Another study shows credit cards’ growing popularity. The Federal Reserve’s 2018 Diary of Consumer Payment Choice says 21% of research participants named credit cards as their most frequently used payment instrument in 2017, up from 18% in 2015. The popularity of debit cards slipped, with 27% of participants naming them as their most frequently used payment instrument compared with 30% two years earlier.
That’s no surprise to Intrepid Ventures’ Grover. Big banks, whose regulated cards generated 63% of debit transactions in 2018, according to the Federal Reserve, have incentives to promote credit cards, he says. The Fed’s regulation implementing the Durbin Amendment in 2011 extinguished about half of their debit-interchange revenues. And consumers like their credit card rewards, be they cash back, airline miles, free hotel stays, or other perks.

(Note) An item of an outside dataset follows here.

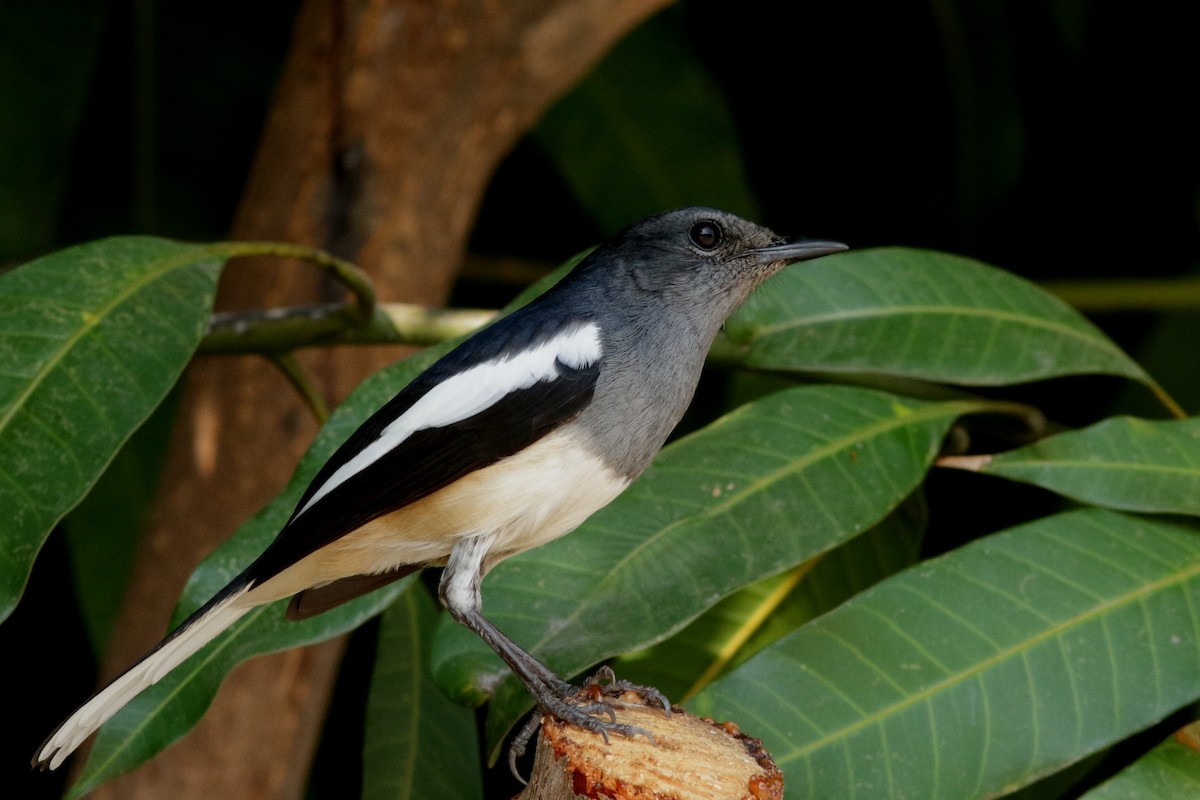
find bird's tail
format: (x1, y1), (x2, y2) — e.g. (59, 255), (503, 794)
(34, 581), (257, 770)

“They’re getting whatever currency they want,” he says. “Consumers are rational actors.”
The Kroger Co., the nation’s largest standalone supermarket company, tried to buck this trend by boycotting Visa credit cards beginning in August 2018 at Foods Co., one of its smaller nameplates, and later expanding it to the bigger Smith’s subsidiary. About 155 stores in all participated. Cincinnati-based Kroger said Visa credit cards cost more to accept than other brands’ cards, and the Kansas City Fed’s data at least partially verifies that claim.
In October, however, Kroger disclosed Foods Co. and Smith’s had resumed taking Visa credit cards. The company didn’t say how it made peace with Visa, but a number of analysts declared Visa the probable victor in this dustup.
“I see this as a win for Visa and the entire card industry,” Ted Rossman, senior industry analyst at CreditCards.com, an Austin, Texas-based card-comparison service, says by email. “We don’t know the specific terms here, and maybe Kroger got a better deal, but my view is that card bans and surcharges are consumer-unfriendly and could actually hurt merchants. While merchants don’t like paying 2[%] or 3% in interchange fees to card companies, that’s a lot better than losing sales.”
The odds are good that the continuing combo of more premium credit card transactions and more network fees means total acceptance costs will be rising. But probably not enough to spark anything more than grumbling.
“Merchants are price takers,” says Grover.